I was working on an electric oven control. This one was for Europe and ran off of 50Hz. We didn't have 50Hz supplied to the building, but we did have a rotary converter (a motor with a generator attached) by the docks to provide 50A/230V 50Hz in the labs. My technician had made a slight wiring error on the control I was working on and I had a dead short across the mains. I plugged the control into the wall socket and instantly the walls of the building began to vibrate at 50Hz because the wiring inside was vibrating from the dead short. With a 50A breaker and hefty wiring to handle oven currents, nothing was going to open the circuit. I tried to pull the plug from the wall, but it only moved a couple of millimeters before becoming welded inside the socket. Everybody in the building was now "prairie dogging" to see what the source of all the noise was. I waited a second for the plug to melt a little and then pulled it out another couple of millimeters until it welded again. I had to do this a couple more times before the plug was clear of the socket showering me with a little splash of molten copper.
Since then I always test the controls with a small load and a tiny fuse before stepping up to the real world.
I was a marine service engineer while completing my college studies, and I got a call to work on the Mal de Testa, the ship the original Goodbye Mr. Roberts was filmed on. They had a radar problem. I reached under the console to feel where the 24VDC power wires were going and my wedding ring shorted out the reverse-biased protection diode was mounted and blew a chunk out of my wedding ring and burned my finger nearly down to the bone. Yes it hurt.
Now I am careful. Very careful. I get to show off my scar from time to time, so it wasn't a total disaster...

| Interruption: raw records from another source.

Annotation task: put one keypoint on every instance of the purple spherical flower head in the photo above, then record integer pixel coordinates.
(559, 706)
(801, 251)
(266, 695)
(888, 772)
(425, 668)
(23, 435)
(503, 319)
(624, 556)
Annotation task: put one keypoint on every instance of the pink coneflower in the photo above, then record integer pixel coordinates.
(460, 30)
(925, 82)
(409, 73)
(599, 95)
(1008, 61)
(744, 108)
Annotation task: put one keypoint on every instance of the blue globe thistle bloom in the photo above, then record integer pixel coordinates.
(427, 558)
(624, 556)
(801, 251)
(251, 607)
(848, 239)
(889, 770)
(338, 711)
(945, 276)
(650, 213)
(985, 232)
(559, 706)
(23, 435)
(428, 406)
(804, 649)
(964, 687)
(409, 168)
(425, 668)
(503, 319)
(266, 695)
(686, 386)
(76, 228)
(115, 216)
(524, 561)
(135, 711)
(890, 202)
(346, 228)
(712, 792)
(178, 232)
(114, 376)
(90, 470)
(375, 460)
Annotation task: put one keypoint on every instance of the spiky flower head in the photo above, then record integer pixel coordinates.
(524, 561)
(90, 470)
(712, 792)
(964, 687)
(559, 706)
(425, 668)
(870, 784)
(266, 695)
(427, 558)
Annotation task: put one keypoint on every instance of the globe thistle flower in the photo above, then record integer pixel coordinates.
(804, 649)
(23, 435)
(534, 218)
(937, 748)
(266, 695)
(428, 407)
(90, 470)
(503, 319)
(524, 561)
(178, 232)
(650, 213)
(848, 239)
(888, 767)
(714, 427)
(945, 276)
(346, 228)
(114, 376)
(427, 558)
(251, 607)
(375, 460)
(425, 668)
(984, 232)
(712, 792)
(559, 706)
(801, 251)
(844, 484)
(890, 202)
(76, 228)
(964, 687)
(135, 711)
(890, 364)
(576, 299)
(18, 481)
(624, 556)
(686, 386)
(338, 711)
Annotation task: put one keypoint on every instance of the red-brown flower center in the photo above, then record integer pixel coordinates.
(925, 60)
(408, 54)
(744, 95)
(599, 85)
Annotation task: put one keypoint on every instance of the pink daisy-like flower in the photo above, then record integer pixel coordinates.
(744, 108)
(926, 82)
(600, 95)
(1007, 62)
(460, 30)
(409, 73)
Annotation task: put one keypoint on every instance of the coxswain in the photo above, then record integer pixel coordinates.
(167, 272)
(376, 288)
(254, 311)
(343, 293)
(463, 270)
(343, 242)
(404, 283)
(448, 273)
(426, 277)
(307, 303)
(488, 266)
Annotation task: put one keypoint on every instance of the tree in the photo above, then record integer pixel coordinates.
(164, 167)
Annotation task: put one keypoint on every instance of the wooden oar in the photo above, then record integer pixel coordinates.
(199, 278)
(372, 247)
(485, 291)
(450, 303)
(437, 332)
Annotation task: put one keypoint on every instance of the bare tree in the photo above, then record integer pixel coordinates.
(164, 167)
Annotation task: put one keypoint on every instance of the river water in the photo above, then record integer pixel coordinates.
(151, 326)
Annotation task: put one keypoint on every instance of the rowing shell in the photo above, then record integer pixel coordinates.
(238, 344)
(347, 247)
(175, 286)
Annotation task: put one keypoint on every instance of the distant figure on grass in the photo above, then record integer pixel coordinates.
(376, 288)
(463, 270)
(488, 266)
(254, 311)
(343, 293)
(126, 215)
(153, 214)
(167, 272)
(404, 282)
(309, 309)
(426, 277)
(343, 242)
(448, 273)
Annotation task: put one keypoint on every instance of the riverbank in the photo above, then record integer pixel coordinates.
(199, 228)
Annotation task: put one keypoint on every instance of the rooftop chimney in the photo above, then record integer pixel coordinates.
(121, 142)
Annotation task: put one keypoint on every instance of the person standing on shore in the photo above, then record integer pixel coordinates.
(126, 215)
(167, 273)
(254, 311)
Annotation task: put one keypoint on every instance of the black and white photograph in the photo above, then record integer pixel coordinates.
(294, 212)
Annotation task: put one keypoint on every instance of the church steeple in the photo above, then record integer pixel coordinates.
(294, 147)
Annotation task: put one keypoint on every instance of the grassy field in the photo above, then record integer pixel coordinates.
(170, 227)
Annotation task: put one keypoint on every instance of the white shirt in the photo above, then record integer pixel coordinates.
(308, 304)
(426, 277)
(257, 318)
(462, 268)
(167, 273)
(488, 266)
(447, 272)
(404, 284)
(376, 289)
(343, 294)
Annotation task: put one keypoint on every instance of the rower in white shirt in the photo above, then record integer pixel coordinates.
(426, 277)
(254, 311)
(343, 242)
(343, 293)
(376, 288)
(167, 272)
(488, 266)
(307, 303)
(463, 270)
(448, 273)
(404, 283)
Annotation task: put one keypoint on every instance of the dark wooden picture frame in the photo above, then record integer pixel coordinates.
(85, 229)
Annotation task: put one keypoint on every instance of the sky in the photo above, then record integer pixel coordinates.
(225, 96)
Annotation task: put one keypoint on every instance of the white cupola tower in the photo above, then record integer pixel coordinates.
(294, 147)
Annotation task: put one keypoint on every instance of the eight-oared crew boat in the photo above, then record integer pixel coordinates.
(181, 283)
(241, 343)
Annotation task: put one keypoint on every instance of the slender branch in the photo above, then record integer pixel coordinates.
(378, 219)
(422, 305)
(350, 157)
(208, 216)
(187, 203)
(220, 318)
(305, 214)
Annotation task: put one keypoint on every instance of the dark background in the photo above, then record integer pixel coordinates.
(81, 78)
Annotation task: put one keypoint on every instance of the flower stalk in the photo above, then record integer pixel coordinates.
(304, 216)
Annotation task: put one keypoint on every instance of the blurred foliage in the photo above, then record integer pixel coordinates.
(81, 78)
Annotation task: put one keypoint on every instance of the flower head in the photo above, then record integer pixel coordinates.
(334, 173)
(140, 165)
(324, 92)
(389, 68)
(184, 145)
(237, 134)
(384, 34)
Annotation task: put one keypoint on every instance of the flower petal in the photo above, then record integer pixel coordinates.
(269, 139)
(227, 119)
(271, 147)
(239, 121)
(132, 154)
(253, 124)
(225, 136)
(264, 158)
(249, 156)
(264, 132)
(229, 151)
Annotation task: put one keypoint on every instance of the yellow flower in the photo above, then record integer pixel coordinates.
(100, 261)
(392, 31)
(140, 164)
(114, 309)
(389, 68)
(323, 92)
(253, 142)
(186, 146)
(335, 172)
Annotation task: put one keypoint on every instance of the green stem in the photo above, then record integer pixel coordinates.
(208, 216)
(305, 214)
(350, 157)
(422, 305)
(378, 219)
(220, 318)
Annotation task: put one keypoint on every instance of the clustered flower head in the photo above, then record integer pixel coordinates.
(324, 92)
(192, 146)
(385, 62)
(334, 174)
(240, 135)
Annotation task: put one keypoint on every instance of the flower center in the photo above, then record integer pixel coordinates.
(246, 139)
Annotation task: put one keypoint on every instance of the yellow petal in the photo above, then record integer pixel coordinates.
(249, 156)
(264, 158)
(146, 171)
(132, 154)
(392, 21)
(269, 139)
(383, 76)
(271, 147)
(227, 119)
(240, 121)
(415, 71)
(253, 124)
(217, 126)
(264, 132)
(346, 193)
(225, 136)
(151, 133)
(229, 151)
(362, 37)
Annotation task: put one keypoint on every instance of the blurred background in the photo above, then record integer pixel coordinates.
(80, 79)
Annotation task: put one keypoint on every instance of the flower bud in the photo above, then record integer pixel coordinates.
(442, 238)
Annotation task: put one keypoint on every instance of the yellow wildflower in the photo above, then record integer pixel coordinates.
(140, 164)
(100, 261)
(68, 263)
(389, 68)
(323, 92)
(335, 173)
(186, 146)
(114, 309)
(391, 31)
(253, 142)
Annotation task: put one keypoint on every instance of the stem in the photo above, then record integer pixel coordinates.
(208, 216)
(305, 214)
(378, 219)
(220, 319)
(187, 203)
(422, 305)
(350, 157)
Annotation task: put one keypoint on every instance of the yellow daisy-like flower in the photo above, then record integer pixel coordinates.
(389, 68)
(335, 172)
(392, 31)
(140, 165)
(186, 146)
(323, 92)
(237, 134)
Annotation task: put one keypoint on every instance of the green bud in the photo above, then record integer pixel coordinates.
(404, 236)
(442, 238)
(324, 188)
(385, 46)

Fresh out of college I was given a filament circuit to design, prototype and test. One day in the lab my mentor was helping me with something in the lab and for some reason wanted me to apply more input voltage than required. I remember telling him the input resistor isn't rated for this kind of power. He said no problem keep going... I kept going... then I said that resistor is getting hot...he said no problem keep going...as the resistor glowed..smoked and then fire... The fire scared him and for some reason seemed to surprise him. I was thinking I kept telling you that resistor wasn't going to make it. But to his defense people would be a little jumpy in our lab since we designed high voltage circuits.
Not really a funny story on paper, it was much funnier to me back then.
Thanks for sharing your story, ttemple. Given your level of annoyance/frustration over the uncooperative meter, it must have been a little satisying when it vaporized itself! Glad you weren't hurt.
Many years back, I was using an inexpensive digital meter to check for the presence of 480 volts. It turned out that I had the meter leads in the current measurement positions. The meter was giving me funny results, and I was getting rather annoyed. I kept trying to get a reading, and suddenly the meter exploded in my hand. The front half of the case split from the rear half, and was hanging by some wires. I had a charred spot on my shirt, and the lead sockets were basically vaporized.
There was photographic evidence taken, and I wish I could find it. Since I wasn't actually injured, it was a pretty funny picture. I was holding the exploded meter, with the leads hanging down, with the charred spot square in the middle of my shirt, and a big smile on my face.